/smart-engagement

Optimizing Proactive Patient Engagement Through SMART Trial Designs Of LLM-initiated Conversations

Primary LanguageRMIT LicenseMIT

smart-engagement

Optimizing Proactive Patient Engagement Through SMART Trial Designs Of LLM-initiated Conversations

Population health initiatives often rely on cold outreach to close Healthcare Effectiveness Data and Information Set (HEDIS) gaps. Tailoring engagement messages to diverse patient populations remains a challenge, as traditional A/B testing requires large sample sizes to test only two alternative messaging strategies. With the increasing availability of large language models (LLMs) for outreach, population health programs are utilizing tiered strategies that deploy LLM text robots, then LLM voice robots, then human agents as a last resort to maximize cost-effectiveness. However, identifying which patients need each level of engagement is difficult. This study evaluates an alternative approach using Sequential Multiple Assignment Randomized Trials (SMART) to develop personalized communication strategies involving tiered automated and human agent outreach. We developed a microsimulation model to compare the performance of traditional A/B testing versus SMART designs in detecting heterogeneous treatment effects (HTEs) and optimizing patient engagement.

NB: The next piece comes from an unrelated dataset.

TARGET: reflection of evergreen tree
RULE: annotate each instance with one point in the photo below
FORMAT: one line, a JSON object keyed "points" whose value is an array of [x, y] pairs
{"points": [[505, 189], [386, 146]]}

Our findings demonstrate that while SMART designs consistently achieve better cost-effectiveness, their statistical power to detect HTEs varies depending on the specific HTE and its associated intervention stage. Notably, SMART designs exhibit a higher false positive rate compared to A/B testing, raising concerns about the potential for spurious findings. We conclude that while SMART designs offer promise for optimizing patient engagement, their increased risk of false positives necessitates further research to develop mitigation strategies before widespread implementation.